Verlag & Akademie

Profitieren Sie jetzt von der Zusammenarbeit mit Apotheken

05.10.2016

Medikationsfehler liegen zu 56 % in der ärztlichen Verordnung begründet. So kann es zu „unerwünschten Arzneimittelereignissen“ kommen, wenn jeder Facharzt nur für seinen Bereich eine Verordnung ausstellt, ohne den Gesamtmedikationsplan des Patienten im Auge zu haben.

 

 

So erreichen Sie Therapiesicherheit für Ihre Kunden

Zukünftig soll eine engere Zusammenarbeit zwischen Patient, Arzt, Apotheke und Pflegepersonal erfolgen. Apotheker haben in diesem Prozess eine besondere Verantwortung, da sie von allen Prozessbeteiligten über die umfangreichsten pharmakologischen Kenntnisse verfügen. Sie sind deshalb beauftragt, sowohl Ärzte als auch Pflegeeinrichtungen zu beraten. Dazu gehört die Prüfung von Wechselwirkungen, sobald der Pflegekunde mehr als 3 Medikamente einnehmen muss. Lassen Sie alle Medikamentenpläne zukünftig von Ihrer Vertragsapotheke prüfen und den Arzt auf Verbesserungsbedarf hinweisen.

Mit diesen Auswirkungen müssen Sie rechnen

Mit den unangenehmen Folgen der Multimedikation müssen Pflegekräfte ambulant und stationär tagtäglich umgehen, etwa mit Sturzereignissen, Sedierung oder Krankenhauseinweisungen.

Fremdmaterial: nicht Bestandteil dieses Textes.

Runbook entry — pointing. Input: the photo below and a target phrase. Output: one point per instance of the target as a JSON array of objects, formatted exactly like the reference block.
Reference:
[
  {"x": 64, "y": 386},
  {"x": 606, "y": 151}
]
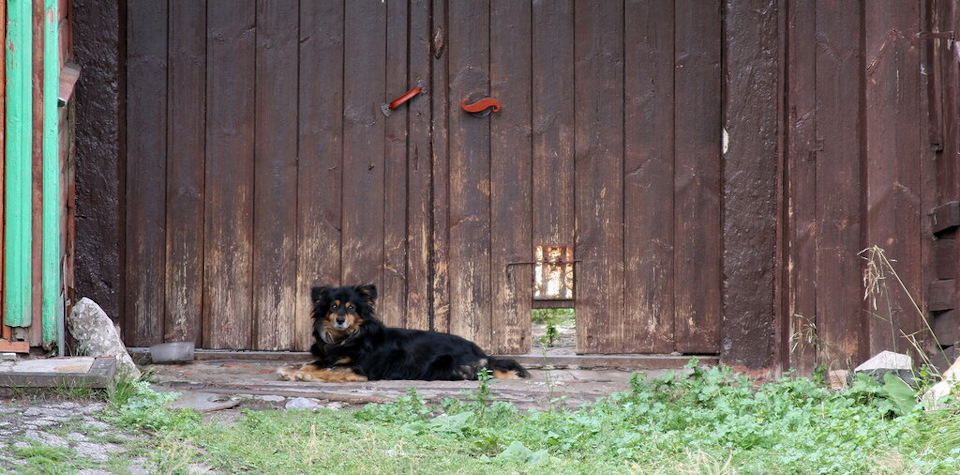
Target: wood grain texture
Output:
[
  {"x": 469, "y": 174},
  {"x": 419, "y": 197},
  {"x": 648, "y": 176},
  {"x": 510, "y": 178},
  {"x": 841, "y": 317},
  {"x": 185, "y": 171},
  {"x": 697, "y": 176},
  {"x": 146, "y": 171},
  {"x": 801, "y": 185},
  {"x": 599, "y": 177},
  {"x": 363, "y": 142},
  {"x": 229, "y": 175},
  {"x": 894, "y": 143},
  {"x": 275, "y": 175},
  {"x": 751, "y": 182},
  {"x": 393, "y": 295},
  {"x": 320, "y": 152},
  {"x": 440, "y": 166}
]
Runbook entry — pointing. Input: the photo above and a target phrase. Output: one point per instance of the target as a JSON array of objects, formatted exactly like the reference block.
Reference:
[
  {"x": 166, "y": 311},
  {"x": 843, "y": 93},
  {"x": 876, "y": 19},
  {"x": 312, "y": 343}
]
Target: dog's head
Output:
[{"x": 340, "y": 312}]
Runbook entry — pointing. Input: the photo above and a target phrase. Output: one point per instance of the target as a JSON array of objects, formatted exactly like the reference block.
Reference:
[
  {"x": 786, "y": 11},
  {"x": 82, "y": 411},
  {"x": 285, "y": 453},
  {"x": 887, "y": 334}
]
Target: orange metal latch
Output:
[{"x": 481, "y": 108}]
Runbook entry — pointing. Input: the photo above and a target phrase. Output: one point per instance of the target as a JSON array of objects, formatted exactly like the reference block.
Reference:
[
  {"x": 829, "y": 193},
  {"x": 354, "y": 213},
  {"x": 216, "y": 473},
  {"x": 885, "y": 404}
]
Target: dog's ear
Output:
[
  {"x": 369, "y": 292},
  {"x": 318, "y": 293}
]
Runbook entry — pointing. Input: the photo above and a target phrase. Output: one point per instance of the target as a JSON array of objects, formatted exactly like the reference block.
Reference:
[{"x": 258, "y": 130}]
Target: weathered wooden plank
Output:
[
  {"x": 275, "y": 181},
  {"x": 419, "y": 178},
  {"x": 945, "y": 257},
  {"x": 945, "y": 217},
  {"x": 363, "y": 142},
  {"x": 320, "y": 153},
  {"x": 947, "y": 84},
  {"x": 751, "y": 180},
  {"x": 801, "y": 185},
  {"x": 599, "y": 177},
  {"x": 440, "y": 157},
  {"x": 553, "y": 126},
  {"x": 3, "y": 148},
  {"x": 946, "y": 327},
  {"x": 392, "y": 302},
  {"x": 839, "y": 187},
  {"x": 697, "y": 179},
  {"x": 468, "y": 41},
  {"x": 185, "y": 169},
  {"x": 941, "y": 295},
  {"x": 510, "y": 177},
  {"x": 36, "y": 327},
  {"x": 228, "y": 215},
  {"x": 146, "y": 171},
  {"x": 894, "y": 145},
  {"x": 648, "y": 175}
]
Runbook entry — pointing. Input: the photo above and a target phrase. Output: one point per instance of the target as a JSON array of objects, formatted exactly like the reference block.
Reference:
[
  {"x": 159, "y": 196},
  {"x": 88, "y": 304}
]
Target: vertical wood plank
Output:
[
  {"x": 510, "y": 177},
  {"x": 894, "y": 145},
  {"x": 363, "y": 142},
  {"x": 599, "y": 178},
  {"x": 392, "y": 301},
  {"x": 36, "y": 255},
  {"x": 3, "y": 148},
  {"x": 801, "y": 185},
  {"x": 553, "y": 123},
  {"x": 185, "y": 169},
  {"x": 320, "y": 155},
  {"x": 146, "y": 171},
  {"x": 648, "y": 175},
  {"x": 468, "y": 43},
  {"x": 419, "y": 177},
  {"x": 839, "y": 127},
  {"x": 275, "y": 178},
  {"x": 228, "y": 216},
  {"x": 751, "y": 175},
  {"x": 440, "y": 164},
  {"x": 697, "y": 175}
]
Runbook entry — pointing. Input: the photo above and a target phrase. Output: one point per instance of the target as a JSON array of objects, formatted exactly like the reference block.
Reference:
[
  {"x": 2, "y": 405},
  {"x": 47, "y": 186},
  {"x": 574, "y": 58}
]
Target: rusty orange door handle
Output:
[
  {"x": 404, "y": 98},
  {"x": 386, "y": 108},
  {"x": 481, "y": 108}
]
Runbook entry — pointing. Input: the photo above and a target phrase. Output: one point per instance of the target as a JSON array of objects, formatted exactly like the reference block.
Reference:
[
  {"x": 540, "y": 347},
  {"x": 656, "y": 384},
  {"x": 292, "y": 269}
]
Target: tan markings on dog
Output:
[
  {"x": 499, "y": 374},
  {"x": 309, "y": 372}
]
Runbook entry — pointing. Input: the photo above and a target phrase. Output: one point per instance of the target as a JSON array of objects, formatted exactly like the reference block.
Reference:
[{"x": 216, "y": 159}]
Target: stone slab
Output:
[{"x": 79, "y": 371}]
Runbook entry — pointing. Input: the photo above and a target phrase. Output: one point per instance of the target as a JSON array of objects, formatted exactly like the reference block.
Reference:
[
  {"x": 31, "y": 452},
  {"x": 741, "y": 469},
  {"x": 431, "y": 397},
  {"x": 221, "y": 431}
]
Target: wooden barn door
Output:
[
  {"x": 260, "y": 163},
  {"x": 608, "y": 143}
]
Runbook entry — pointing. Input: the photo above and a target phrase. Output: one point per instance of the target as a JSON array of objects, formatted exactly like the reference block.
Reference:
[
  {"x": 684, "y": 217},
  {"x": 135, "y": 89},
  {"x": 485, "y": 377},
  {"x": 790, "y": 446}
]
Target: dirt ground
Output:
[
  {"x": 236, "y": 379},
  {"x": 249, "y": 380}
]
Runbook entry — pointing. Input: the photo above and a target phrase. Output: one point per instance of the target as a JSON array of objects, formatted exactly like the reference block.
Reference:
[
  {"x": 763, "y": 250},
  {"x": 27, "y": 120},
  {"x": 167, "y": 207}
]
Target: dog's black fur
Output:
[{"x": 352, "y": 344}]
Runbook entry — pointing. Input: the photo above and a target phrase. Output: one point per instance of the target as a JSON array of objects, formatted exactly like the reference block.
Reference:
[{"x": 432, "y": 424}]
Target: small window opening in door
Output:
[
  {"x": 553, "y": 320},
  {"x": 553, "y": 273}
]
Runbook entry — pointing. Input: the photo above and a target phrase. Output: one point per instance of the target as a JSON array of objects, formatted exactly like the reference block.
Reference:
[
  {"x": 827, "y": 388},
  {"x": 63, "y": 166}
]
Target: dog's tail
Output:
[{"x": 505, "y": 368}]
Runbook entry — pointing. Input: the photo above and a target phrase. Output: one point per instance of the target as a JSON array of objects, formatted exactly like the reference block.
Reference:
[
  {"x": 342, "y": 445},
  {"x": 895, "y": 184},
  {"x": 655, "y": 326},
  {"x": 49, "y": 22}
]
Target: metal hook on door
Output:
[
  {"x": 386, "y": 108},
  {"x": 481, "y": 108}
]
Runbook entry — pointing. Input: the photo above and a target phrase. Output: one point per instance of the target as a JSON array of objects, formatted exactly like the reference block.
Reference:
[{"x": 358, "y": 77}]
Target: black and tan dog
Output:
[{"x": 353, "y": 345}]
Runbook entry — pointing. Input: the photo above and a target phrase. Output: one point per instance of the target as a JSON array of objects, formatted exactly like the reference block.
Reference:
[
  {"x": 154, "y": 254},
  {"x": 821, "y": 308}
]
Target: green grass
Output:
[
  {"x": 707, "y": 421},
  {"x": 558, "y": 316}
]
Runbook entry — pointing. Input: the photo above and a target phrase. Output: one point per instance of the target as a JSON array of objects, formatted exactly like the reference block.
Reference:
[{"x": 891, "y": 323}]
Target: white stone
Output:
[
  {"x": 933, "y": 396},
  {"x": 302, "y": 403},
  {"x": 96, "y": 336},
  {"x": 886, "y": 360}
]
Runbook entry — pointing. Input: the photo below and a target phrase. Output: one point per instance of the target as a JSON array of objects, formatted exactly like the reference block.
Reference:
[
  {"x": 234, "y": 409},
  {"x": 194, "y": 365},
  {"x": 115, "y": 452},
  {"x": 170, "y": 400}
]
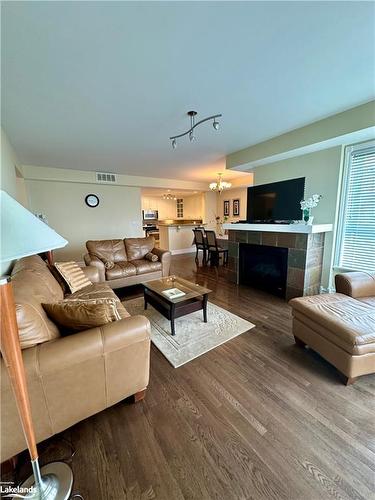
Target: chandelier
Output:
[
  {"x": 220, "y": 185},
  {"x": 169, "y": 196},
  {"x": 192, "y": 115}
]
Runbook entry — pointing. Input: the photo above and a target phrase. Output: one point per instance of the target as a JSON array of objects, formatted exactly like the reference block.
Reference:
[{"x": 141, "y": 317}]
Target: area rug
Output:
[{"x": 193, "y": 337}]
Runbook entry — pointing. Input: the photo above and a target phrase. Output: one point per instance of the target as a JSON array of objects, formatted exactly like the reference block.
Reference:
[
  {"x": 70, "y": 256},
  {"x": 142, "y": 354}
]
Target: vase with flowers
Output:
[{"x": 308, "y": 205}]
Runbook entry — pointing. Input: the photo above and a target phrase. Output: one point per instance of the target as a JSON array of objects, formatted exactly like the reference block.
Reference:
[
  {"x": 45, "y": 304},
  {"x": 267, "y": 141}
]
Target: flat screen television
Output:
[{"x": 278, "y": 201}]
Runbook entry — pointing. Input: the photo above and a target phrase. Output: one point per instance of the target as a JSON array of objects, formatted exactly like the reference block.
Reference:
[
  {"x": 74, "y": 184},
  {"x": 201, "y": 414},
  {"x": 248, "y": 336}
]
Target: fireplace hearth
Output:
[
  {"x": 288, "y": 264},
  {"x": 264, "y": 267}
]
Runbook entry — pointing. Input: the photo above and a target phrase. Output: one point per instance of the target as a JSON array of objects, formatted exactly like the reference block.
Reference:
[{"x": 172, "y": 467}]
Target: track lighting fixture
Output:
[{"x": 190, "y": 132}]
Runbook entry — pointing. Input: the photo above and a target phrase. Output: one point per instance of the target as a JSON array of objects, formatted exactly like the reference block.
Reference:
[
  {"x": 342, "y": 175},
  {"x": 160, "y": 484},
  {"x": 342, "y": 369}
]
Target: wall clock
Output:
[{"x": 92, "y": 200}]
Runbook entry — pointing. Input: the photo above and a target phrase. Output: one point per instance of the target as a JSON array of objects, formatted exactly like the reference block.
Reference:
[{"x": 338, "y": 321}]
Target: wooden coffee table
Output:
[{"x": 195, "y": 298}]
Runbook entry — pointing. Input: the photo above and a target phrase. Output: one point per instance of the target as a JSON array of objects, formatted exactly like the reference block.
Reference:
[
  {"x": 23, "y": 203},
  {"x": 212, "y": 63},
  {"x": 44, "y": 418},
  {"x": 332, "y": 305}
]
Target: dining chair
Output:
[
  {"x": 214, "y": 250},
  {"x": 200, "y": 244}
]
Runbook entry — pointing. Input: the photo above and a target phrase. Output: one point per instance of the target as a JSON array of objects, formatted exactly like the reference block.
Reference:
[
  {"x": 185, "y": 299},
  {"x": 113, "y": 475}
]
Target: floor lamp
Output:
[{"x": 23, "y": 234}]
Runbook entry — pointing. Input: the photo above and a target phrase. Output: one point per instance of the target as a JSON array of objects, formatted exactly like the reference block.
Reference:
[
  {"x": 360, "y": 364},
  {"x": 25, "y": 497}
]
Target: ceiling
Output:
[
  {"x": 102, "y": 85},
  {"x": 159, "y": 193}
]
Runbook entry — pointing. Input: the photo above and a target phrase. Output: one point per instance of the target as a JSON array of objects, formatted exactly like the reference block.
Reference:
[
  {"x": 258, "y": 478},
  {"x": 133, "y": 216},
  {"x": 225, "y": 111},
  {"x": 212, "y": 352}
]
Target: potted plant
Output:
[{"x": 308, "y": 205}]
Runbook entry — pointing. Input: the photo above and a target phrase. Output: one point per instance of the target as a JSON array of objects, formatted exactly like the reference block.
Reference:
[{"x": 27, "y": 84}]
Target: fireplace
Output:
[{"x": 265, "y": 267}]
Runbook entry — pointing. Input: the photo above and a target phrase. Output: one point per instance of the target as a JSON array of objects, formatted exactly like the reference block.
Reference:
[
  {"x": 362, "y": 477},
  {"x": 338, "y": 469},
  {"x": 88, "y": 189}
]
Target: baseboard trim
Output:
[{"x": 183, "y": 250}]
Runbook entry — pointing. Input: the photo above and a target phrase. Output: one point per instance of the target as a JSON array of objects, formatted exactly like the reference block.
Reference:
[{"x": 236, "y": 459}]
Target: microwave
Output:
[{"x": 150, "y": 214}]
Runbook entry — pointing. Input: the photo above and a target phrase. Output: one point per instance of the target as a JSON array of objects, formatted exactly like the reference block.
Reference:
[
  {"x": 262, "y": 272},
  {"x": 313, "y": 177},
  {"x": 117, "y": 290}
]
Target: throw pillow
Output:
[
  {"x": 152, "y": 257},
  {"x": 108, "y": 264},
  {"x": 73, "y": 275},
  {"x": 77, "y": 315}
]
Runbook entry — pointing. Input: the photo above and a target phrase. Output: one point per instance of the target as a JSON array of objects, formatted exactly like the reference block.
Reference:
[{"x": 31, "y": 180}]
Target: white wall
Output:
[
  {"x": 9, "y": 181},
  {"x": 8, "y": 167},
  {"x": 117, "y": 216},
  {"x": 166, "y": 208},
  {"x": 209, "y": 209}
]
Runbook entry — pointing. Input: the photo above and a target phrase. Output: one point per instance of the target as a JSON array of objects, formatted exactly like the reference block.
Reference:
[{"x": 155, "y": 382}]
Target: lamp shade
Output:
[{"x": 22, "y": 233}]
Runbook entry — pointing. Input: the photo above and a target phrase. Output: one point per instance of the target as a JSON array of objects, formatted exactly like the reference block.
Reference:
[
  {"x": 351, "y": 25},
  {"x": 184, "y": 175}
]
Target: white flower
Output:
[{"x": 311, "y": 202}]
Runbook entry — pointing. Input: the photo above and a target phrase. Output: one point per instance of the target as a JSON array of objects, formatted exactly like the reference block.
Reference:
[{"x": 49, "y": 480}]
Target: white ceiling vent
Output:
[{"x": 104, "y": 177}]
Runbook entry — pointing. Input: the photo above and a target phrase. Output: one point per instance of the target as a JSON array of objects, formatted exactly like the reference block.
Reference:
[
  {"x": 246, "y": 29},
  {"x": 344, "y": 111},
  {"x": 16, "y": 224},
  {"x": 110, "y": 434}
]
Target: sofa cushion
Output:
[
  {"x": 347, "y": 322},
  {"x": 120, "y": 270},
  {"x": 144, "y": 266},
  {"x": 368, "y": 300},
  {"x": 77, "y": 315},
  {"x": 137, "y": 248},
  {"x": 94, "y": 291},
  {"x": 73, "y": 275},
  {"x": 99, "y": 291},
  {"x": 33, "y": 284},
  {"x": 151, "y": 256},
  {"x": 110, "y": 250}
]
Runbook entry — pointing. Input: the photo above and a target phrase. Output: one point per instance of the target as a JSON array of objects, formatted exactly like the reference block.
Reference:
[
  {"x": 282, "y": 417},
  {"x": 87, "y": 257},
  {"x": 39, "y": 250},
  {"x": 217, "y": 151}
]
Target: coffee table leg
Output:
[
  {"x": 205, "y": 300},
  {"x": 172, "y": 319}
]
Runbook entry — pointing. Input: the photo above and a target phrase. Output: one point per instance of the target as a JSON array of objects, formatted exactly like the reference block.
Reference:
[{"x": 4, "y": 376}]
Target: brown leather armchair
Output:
[
  {"x": 70, "y": 378},
  {"x": 340, "y": 326},
  {"x": 123, "y": 263}
]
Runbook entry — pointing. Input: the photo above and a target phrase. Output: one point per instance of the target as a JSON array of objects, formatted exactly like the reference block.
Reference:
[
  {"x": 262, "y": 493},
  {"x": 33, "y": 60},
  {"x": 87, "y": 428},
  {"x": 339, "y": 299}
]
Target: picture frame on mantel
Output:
[
  {"x": 236, "y": 207},
  {"x": 226, "y": 208}
]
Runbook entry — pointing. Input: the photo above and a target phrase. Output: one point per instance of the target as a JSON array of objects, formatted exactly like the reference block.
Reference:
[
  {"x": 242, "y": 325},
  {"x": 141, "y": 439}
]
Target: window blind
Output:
[{"x": 357, "y": 248}]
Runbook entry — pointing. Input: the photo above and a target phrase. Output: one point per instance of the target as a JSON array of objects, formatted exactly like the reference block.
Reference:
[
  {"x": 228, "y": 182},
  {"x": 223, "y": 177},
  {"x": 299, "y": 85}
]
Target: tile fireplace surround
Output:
[{"x": 305, "y": 246}]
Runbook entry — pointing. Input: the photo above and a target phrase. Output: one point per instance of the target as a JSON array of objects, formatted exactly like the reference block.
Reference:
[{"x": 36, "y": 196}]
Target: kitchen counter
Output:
[{"x": 177, "y": 238}]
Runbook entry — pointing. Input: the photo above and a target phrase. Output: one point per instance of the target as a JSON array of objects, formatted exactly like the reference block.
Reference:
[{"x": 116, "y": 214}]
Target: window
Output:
[{"x": 356, "y": 232}]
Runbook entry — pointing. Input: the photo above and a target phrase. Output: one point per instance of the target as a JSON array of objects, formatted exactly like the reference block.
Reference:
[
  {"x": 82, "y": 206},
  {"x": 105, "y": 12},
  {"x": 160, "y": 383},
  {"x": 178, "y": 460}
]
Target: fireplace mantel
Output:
[
  {"x": 305, "y": 246},
  {"x": 280, "y": 228}
]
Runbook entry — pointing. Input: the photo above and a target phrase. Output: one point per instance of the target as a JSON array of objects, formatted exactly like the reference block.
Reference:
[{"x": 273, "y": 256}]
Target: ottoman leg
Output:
[{"x": 299, "y": 342}]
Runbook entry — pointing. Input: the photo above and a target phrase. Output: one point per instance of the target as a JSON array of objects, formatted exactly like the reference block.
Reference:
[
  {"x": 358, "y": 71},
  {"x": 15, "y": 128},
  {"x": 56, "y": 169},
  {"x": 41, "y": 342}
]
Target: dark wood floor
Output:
[{"x": 257, "y": 418}]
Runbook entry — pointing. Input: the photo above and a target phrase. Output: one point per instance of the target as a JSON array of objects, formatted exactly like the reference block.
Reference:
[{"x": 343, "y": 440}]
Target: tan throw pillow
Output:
[
  {"x": 108, "y": 264},
  {"x": 77, "y": 315},
  {"x": 73, "y": 275},
  {"x": 151, "y": 257}
]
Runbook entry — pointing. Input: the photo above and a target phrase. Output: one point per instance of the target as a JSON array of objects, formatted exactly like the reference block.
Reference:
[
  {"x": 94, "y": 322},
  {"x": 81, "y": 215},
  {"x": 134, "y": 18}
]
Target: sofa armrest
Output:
[
  {"x": 165, "y": 259},
  {"x": 356, "y": 284},
  {"x": 91, "y": 273},
  {"x": 97, "y": 263}
]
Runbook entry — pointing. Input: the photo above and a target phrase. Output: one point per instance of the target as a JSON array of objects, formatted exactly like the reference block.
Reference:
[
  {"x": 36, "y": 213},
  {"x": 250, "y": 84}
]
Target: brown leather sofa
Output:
[
  {"x": 340, "y": 326},
  {"x": 73, "y": 377},
  {"x": 123, "y": 262}
]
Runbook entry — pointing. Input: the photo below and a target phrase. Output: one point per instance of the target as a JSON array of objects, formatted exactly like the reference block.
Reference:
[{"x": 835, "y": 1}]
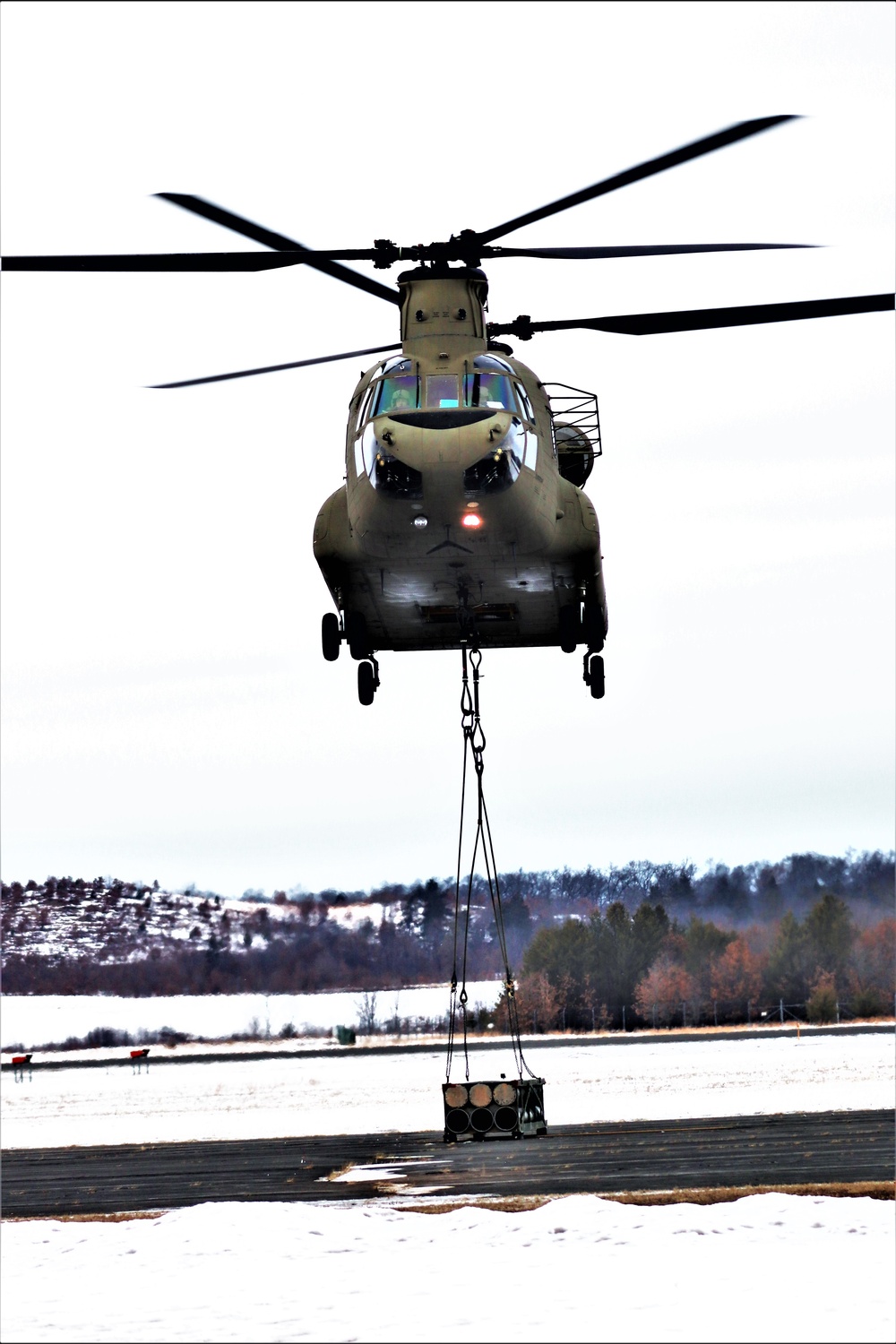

Beobachten Sie die Fehlerquellen

Wenn sich ein Medikament in einem Aluminiumblister befindet, ist es 1. licht- und 2. feuchtigkeitsempfindlich. Wird dieses Medikament dann wöchentlich beim Stellen aus dem Blister gedrückt, hat sich bis zu seiner Vergabe der Wirkstoff zum großen Teil verabschiedet. Es gibt Medikamente, die nüchtern 30 Minuten vor dem Frühstück genommen werden müssen, da die Nahrung die Bioverfügbarkeit verringert. Oft sagen Pflegekräfte, dass sie das im Trubel der morgendlichen Grundpflege nicht schaffen, und verabreichen das Medikament mit allen anderen Medikamenten nach dem Frühstück. Die Wirkung ist auch hier reduziert und der Arzt wird die Dosis erhöhen.

Nutzen Sie das Know-how der Apotheke

Lassen Sie die Apotheke in Ihrem Sinne den Arzt beraten. Im Beispiel mit dem Nüchternmedikament gibt es eine sehr einfache Lösung: Statt vor dem Frühstück wird es zur Nacht gegeben. Zu dem Zeitpunkt ist der Pflegekunde ja auch nüchtern. Meine Erfahrung aus einem 2-jährigen Projekt in Zusammenarbeit mit einer Apotheke ist durchgängig positiv. Die Medikamente konnten drastisch reduziert werden. Die Bewohner der Einrichtung sind viel wacher und Sturzereignisse haben sich reduziert.